16 de abril de 2026

|

Lima: Cargando...

Por: Bruno de Ayala Bellido // Palestina e Irán: una verdad incómoda (Parte 1)

Bruno de Ayala Bellido

Cuando un Estado promotor del terrorismo internacional, durante más de 40 años, resume su política exterior en la destrucción total de otro Estado, ese país no debe poseer armas nucleares. Así de simple. Este es el caso de Irán, una república islámica chií (el chiismo es una rama minoritaria del islam, aproximadamente el 15%; la otra es la suní, que representa cerca del 85%), y el Estado de Israel, fundado hace 77 años.

Los adláteres del terrorismo internacional —el progresismo o los llamados caviares— por desconocimiento, malicia o interés económico, intentan presentar este último capítulo de una guerra, que se inició el 7 de octubre de 2023 con la matanza de 1,200 inocentes y el secuestro de 251 personas, como una agresión injustificada de Israel contra la dictadura teocrática de Irán. Nada más lejos de la verdad. Ya sabemos cómo la izquierda internacional reescribe la historia de acuerdo con sus intereses; pasó en el Perú también, con los asesinos criminales de Sendero Luminoso. En eso, los peruanos estamos curados. Lo sorprendente es cómo la mayoría de los medios de comunicación tradicionales de todo el mundo le hacen el juego a Estados bárbaros y a movimientos terroristas impresentables, cuya cobardía e insania mental son infinitas; como es el caso de Hamas, en la Franja de Gaza, que utiliza a su propia población como escudo humano. Saben que esas muertes inocentes son su mejor propaganda: así de perversa es la mente de ciertos “seres humanos”.

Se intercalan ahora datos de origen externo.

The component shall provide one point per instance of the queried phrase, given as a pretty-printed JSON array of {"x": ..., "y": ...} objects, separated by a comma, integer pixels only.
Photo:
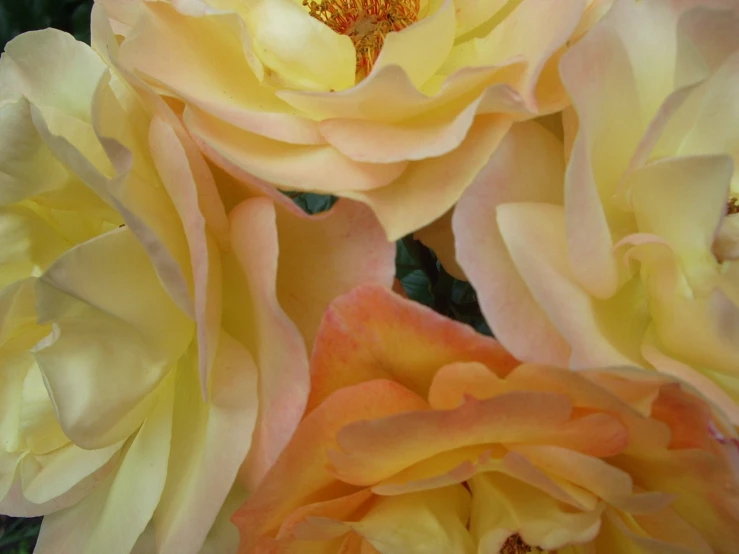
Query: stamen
[
  {"x": 366, "y": 22},
  {"x": 515, "y": 545}
]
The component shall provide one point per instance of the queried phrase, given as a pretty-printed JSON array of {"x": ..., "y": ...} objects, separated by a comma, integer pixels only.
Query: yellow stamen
[{"x": 366, "y": 22}]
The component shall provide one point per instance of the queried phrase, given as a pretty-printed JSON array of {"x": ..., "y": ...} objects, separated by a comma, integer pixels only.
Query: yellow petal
[
  {"x": 112, "y": 517},
  {"x": 421, "y": 48},
  {"x": 253, "y": 316},
  {"x": 51, "y": 68},
  {"x": 527, "y": 166},
  {"x": 298, "y": 167},
  {"x": 429, "y": 521},
  {"x": 430, "y": 187},
  {"x": 209, "y": 444},
  {"x": 113, "y": 343},
  {"x": 535, "y": 237},
  {"x": 325, "y": 256},
  {"x": 302, "y": 51}
]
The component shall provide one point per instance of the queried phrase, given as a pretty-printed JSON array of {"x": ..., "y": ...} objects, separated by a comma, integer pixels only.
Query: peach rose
[
  {"x": 423, "y": 436},
  {"x": 395, "y": 104},
  {"x": 618, "y": 244},
  {"x": 153, "y": 340}
]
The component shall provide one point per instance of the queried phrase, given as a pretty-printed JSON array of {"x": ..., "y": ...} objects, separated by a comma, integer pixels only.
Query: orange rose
[{"x": 423, "y": 437}]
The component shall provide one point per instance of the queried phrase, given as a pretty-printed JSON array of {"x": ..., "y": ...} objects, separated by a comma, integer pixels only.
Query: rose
[
  {"x": 424, "y": 436},
  {"x": 627, "y": 253},
  {"x": 171, "y": 350},
  {"x": 282, "y": 91}
]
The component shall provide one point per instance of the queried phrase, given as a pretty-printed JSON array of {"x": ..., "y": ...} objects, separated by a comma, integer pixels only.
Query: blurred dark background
[{"x": 19, "y": 16}]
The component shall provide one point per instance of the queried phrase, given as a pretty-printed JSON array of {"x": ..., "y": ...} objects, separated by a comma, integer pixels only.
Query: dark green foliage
[
  {"x": 426, "y": 281},
  {"x": 423, "y": 277},
  {"x": 18, "y": 535},
  {"x": 313, "y": 203},
  {"x": 19, "y": 16}
]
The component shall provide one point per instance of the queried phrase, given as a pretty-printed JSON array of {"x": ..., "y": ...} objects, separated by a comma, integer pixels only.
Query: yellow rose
[
  {"x": 626, "y": 253},
  {"x": 395, "y": 104},
  {"x": 153, "y": 341},
  {"x": 422, "y": 436}
]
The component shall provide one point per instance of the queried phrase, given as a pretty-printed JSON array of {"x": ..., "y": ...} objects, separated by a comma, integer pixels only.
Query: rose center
[{"x": 366, "y": 22}]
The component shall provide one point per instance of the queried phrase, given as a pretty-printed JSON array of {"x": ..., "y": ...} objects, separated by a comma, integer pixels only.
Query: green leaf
[{"x": 313, "y": 203}]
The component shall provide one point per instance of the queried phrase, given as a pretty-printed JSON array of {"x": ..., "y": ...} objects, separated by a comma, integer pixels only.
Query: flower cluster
[{"x": 190, "y": 363}]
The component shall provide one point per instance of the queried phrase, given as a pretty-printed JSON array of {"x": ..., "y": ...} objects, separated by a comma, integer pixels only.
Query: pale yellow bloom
[
  {"x": 153, "y": 343},
  {"x": 395, "y": 103},
  {"x": 618, "y": 244}
]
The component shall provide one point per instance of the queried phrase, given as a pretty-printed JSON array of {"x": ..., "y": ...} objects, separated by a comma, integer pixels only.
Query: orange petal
[
  {"x": 300, "y": 476},
  {"x": 372, "y": 333},
  {"x": 375, "y": 450}
]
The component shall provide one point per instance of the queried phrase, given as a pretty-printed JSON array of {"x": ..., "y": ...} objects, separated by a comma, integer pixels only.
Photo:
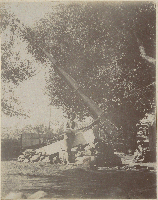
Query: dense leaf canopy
[{"x": 109, "y": 49}]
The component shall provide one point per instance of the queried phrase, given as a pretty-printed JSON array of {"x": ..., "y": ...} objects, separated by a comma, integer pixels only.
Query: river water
[{"x": 72, "y": 182}]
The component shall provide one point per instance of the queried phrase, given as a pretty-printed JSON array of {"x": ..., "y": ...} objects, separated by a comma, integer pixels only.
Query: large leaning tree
[{"x": 109, "y": 49}]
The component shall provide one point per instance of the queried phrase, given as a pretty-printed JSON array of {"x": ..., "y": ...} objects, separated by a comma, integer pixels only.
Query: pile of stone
[{"x": 31, "y": 155}]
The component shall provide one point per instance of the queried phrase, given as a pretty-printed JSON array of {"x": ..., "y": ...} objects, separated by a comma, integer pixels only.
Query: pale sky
[{"x": 31, "y": 92}]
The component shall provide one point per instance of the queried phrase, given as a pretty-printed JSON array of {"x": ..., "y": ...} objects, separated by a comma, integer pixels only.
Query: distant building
[{"x": 34, "y": 139}]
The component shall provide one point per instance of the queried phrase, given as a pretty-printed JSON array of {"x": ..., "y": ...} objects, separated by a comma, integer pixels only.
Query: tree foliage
[
  {"x": 15, "y": 67},
  {"x": 100, "y": 45}
]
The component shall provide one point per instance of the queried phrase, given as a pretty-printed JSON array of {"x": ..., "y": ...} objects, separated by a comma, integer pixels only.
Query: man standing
[{"x": 69, "y": 136}]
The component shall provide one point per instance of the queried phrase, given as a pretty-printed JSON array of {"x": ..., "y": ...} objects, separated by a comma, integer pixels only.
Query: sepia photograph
[{"x": 78, "y": 100}]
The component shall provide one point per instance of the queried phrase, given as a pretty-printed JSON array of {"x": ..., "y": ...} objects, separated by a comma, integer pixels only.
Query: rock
[
  {"x": 21, "y": 158},
  {"x": 13, "y": 195},
  {"x": 38, "y": 195},
  {"x": 35, "y": 158}
]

Tuve la oportunidad de ver una entrevista de la cadena SER, en España, al embajador de Irán en ese país. Nunca había visto lo sinvergüenza, descarado e indecente que puede llegar a ser cierto periodismo. Sabemos que España está capturada por el progresismo, por esos “ellos, ellas y elles” que se creen dueños de la verdad absoluta y creen tener una superioridad moral e intelectual de la que claramente carecen. Pero tener al embajador de un Estado que oprime a su pueblo —sobre todo a mujeres y homosexuales, supuestamente una de las banderas ideológicas del progresismo— y no preguntarle nada sobre esos temas, o dejar pasar la oportunidad de conocer la versión oficial sobre el financiamiento de Irán a grupos terroristas o su presencia en Hispanoamérica (recordemos el atentado a la AMIA en Buenos Aires, 1994), o simplemente no preguntarle por qué no están dispuestos a coexistir con Israel, es hacerle el juego —o, por lo menos, blanquear— a un gobierno retrógrado, radical y que considera a cristianos y judíos como infieles, quienes, según su interpretación de su libro sagrado, deben ser exterminados si no se convierten.

Esta es una guerra entre el bien y el mal. De eso estoy totalmente seguro. Que Israel no es perfecto, lo tengo claro, y que llegado el momento tendrá que rendir cuentas, como todo en la vida, eso también es cierto. Pero por ahora, como dijo el político alemán Friedrich Merz, “este es el trabajo sucio que Israel está haciendo por todos nosotros. De lo contrario, podríamos habernos enfrentado a meses o años de terror por parte de este régimen, y posiblemente con un arma nuclear en su poder”.